Same, same...but different? Of the three commonly used VEGF-inhibitors for treatment of diabetic macular edema, only bevacizumab is not approved by the FDA for ocular use, and is given as an off-label treatment. In the DRCR Protocol T trial, 660 patients with diabetic macular edema were randomly assigned to receive intravitreal injections of aflibercept (n = 224), bevacizumab (n = 218), ranibizumab (n = 218) for one year (as frequently as every 4 weeks), with a primary outcome of change in visual acuity.
Overall, the DRCR T is a landmark study because it highlighted the safety and efficacy of bevacizumab as a cost effective (~$50 compared to >$1000) initial anti-VEGF agent. In the study, all three treatments were all found to be effective and safe for the treatment of diabetic macular edema vision impairment. Still, it is worth noting that aflibercept (Eylea) did have superior outcomes for both visual acuity and central subfield thickness than did bevacizumab (Avastin).
Can ranibizumab pull its weight? How does the monoclonal antibody compare to PRP?
In the 2015 DRCR S study, patients with proliferative diabetic retinopathy were randomized to treatment with PRP (n = 191 eyes) and ranibizumab (n = 203 eyes) to determine if anti-VEGF therapy was a reasonable alternative to PRP.
Overall, the DRCR S study is a landmark study because it showed that ranibizumab was theoretically non-inferior to PRP for the treatment of PDR. In fact, the study showed that it might have superior visual outcomes (visual acuity and visual field measurements at 2 years). It is important to note that a key concern for long-term anti-VEGF therapy instead of PRP is that it requires high patient compliance and repeated interventions. As such, while the clinical study showed non-inferiority, clinicians must be wary about how these factors would impact the care of their patients and cost of care.
Sometimes the best intervention is none at all. The DRCR.net Protocol V study sought to determine the optimal management of center-involving diabetic macular edema. In this randomized controlled trial, 702 individuals (n=702 study eyes) with type 1 or type 2 diabetic with baseline visual acuity of 20/25 or better were enrolled. Participants were placed into 3 study groups: initial observation (n=236), initial laser photocoagulation (n=240), and initial aflibercept (n=226). Aflibercept was initiated in the observation and laser groups as needed based on reduced vision and worsened macular edema.

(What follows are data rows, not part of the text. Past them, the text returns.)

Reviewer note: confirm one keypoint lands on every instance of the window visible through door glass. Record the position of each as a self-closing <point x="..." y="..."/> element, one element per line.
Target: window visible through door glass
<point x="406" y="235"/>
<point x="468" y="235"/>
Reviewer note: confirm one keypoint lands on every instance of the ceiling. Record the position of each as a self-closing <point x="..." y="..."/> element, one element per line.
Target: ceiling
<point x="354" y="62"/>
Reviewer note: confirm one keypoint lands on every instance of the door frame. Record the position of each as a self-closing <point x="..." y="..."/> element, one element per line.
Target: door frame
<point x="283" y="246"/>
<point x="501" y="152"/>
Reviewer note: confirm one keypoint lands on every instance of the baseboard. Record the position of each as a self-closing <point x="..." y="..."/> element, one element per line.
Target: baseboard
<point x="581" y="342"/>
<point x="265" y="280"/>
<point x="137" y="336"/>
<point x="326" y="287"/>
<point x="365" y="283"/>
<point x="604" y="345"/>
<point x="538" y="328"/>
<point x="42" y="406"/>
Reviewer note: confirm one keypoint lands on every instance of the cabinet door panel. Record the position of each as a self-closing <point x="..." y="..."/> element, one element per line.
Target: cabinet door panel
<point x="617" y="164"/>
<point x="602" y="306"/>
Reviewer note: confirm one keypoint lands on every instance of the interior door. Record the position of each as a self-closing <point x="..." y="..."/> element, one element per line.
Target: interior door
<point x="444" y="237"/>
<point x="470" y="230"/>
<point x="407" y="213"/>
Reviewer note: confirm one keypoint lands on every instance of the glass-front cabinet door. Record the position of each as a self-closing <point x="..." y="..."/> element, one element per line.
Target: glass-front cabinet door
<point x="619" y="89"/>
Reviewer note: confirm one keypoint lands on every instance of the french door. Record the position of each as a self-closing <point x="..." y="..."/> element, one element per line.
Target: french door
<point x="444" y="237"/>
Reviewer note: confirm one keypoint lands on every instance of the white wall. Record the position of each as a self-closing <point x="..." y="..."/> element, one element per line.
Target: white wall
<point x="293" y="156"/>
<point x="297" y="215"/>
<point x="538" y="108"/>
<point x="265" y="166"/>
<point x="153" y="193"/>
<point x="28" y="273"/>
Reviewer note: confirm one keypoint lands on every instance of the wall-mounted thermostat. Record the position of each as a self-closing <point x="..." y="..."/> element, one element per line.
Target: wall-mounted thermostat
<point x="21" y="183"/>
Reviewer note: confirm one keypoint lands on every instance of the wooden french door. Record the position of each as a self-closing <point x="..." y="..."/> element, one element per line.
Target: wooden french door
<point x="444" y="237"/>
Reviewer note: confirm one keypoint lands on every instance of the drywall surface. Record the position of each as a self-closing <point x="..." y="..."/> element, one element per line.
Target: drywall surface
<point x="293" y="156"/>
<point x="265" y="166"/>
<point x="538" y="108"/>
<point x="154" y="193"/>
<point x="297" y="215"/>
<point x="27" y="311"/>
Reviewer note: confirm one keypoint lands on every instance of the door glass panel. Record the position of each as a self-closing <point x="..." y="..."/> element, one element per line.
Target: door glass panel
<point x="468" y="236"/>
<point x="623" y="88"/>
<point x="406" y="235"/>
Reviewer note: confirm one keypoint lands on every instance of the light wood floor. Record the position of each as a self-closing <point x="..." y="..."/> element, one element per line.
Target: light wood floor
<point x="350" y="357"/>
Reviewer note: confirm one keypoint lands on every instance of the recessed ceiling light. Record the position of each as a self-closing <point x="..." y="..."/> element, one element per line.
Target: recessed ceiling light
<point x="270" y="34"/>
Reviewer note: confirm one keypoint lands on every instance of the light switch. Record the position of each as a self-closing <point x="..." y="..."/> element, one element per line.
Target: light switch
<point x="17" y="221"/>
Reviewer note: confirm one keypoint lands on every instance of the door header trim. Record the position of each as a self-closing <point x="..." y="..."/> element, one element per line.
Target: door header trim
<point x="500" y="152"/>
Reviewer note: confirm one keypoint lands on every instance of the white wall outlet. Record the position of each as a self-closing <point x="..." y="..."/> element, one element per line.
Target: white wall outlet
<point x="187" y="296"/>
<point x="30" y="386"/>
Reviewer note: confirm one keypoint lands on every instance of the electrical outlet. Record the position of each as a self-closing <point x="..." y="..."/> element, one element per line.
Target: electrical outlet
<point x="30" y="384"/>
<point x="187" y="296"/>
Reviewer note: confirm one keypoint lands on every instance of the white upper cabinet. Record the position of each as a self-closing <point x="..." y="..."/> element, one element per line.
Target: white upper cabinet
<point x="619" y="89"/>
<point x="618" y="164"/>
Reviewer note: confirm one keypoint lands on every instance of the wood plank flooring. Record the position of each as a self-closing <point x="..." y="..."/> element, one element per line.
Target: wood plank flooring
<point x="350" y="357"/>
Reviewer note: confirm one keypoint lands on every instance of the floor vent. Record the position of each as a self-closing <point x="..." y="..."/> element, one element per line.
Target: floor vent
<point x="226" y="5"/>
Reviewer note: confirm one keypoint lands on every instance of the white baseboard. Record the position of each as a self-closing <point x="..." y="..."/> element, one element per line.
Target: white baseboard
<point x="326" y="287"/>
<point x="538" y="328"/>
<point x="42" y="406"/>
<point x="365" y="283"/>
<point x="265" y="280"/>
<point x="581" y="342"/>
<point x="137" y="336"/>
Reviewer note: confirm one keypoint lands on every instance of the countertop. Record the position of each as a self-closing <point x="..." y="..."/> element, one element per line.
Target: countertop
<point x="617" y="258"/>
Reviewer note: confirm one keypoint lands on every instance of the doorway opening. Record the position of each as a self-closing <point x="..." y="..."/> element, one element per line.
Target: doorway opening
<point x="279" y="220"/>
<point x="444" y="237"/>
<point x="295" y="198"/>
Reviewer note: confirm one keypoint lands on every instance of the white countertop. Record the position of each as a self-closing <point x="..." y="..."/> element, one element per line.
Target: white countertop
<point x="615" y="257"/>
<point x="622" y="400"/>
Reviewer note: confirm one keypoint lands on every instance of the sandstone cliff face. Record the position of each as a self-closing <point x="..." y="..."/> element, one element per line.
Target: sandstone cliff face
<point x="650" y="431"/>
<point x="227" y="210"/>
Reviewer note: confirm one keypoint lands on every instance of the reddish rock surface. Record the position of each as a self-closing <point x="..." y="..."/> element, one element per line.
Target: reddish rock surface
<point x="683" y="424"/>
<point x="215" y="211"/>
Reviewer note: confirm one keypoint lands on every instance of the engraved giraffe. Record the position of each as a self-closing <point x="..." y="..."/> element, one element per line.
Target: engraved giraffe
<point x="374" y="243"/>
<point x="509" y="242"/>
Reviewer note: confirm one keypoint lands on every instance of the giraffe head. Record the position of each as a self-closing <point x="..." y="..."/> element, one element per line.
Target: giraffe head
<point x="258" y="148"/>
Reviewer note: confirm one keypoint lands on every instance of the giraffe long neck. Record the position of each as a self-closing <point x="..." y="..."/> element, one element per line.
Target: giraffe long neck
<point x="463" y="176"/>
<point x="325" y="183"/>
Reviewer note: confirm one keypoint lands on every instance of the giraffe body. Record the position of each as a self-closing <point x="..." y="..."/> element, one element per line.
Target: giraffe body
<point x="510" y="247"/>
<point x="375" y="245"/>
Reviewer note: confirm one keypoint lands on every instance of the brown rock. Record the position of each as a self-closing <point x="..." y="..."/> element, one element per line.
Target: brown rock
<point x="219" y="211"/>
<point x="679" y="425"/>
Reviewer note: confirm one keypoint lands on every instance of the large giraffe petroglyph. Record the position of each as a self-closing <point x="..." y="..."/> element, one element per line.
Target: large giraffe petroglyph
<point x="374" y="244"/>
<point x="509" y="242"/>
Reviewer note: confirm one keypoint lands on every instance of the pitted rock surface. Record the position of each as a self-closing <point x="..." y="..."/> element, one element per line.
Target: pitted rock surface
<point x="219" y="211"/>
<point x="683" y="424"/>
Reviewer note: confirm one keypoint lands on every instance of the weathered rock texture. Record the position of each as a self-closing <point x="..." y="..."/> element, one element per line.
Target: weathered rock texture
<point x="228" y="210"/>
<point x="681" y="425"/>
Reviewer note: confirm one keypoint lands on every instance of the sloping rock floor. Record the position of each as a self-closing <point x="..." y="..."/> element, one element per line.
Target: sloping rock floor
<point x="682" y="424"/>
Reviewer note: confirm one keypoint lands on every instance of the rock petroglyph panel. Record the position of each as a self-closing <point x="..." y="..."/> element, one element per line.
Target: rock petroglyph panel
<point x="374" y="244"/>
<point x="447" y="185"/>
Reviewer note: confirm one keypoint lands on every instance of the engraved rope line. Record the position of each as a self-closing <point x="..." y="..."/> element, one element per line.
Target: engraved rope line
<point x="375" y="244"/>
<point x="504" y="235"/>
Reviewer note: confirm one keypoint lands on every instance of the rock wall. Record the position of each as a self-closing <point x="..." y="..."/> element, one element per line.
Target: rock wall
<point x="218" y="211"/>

Overall, the DRCR V is a landmark study because it was the first large RCT to evaluate management outcomes in diabetic macular edema after the development of anti-VEGF treatments. Anti-VEGF treatments provided ophthalmologists with a new option for diabetic macular edema; however, there was no evidence prior to this study to demonstrate that early treatment initiation improved visual acuity outcomes for these patients. This study demonstrated that individuals with good baseline visual acuity did not require initiation of treatment with anti-VEGF intravitreal injections or laser photocoagulation.